Recipes excerpted from The Fondue Bible by Ilana Simon. Published by Robert Rose, Inc., Toronto, Ontario, CA. Copyright 2007. Reprinted with permission from the publisher. All rights reserved. |
Lime and Chipotle Shrimp Fondue
Marinade
2 cloves garlic, finely minced
1/3 cup freshly squeezed lime juice
1/4 cup chopped fresh cilantro
1 tbsp. finely minced chipotle in adobo sauce
Salt and freshly ground black pepper to taste
1 lb. shrimp, peeled and deveined
Broth
5 cups vegetable broth
- Marinade: In a bowl, whisk together garlic, lime juice, cilantro, chipotle, salt and pepper.
- In a shallow casserole, cover shrimp with marinade, tossing gently to coat well. Cover and refrigerate for at least 1 hour, turning shrimp occasionally.
- Broth: In a large saucepan, bring vegetable broth to a boil.

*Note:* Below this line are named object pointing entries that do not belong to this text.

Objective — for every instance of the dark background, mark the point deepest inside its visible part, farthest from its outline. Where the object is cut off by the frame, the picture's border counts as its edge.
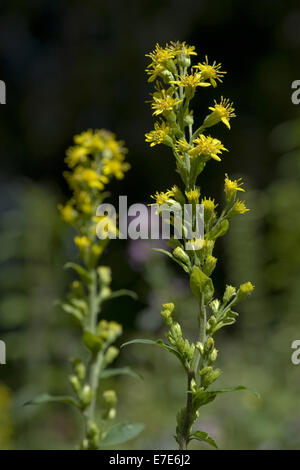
(73, 65)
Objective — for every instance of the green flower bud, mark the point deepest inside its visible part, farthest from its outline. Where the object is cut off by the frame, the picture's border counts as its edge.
(210, 264)
(213, 355)
(181, 255)
(104, 273)
(110, 397)
(75, 383)
(111, 354)
(86, 395)
(244, 290)
(210, 377)
(79, 368)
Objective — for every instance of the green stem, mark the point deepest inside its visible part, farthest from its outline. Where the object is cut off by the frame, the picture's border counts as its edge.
(96, 360)
(188, 416)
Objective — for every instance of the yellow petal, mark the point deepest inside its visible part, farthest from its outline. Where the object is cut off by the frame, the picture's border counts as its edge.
(226, 122)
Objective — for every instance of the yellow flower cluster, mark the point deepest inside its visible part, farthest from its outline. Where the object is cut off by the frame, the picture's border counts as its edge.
(93, 161)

Immediately transfer fondue pot, setting flame to keep at a simmer.
- Remove shrimp from marinade and spear with fondue fork. Fondue for 1 to 2 minutes or until cooked through.
Serves 4.
Make Ahead: Prepare marinade in advance and marinate shrimp for several hours before the fondue meal.
Serve With: Tzatziki, shrimp cocktail sauce, cilantro coulis.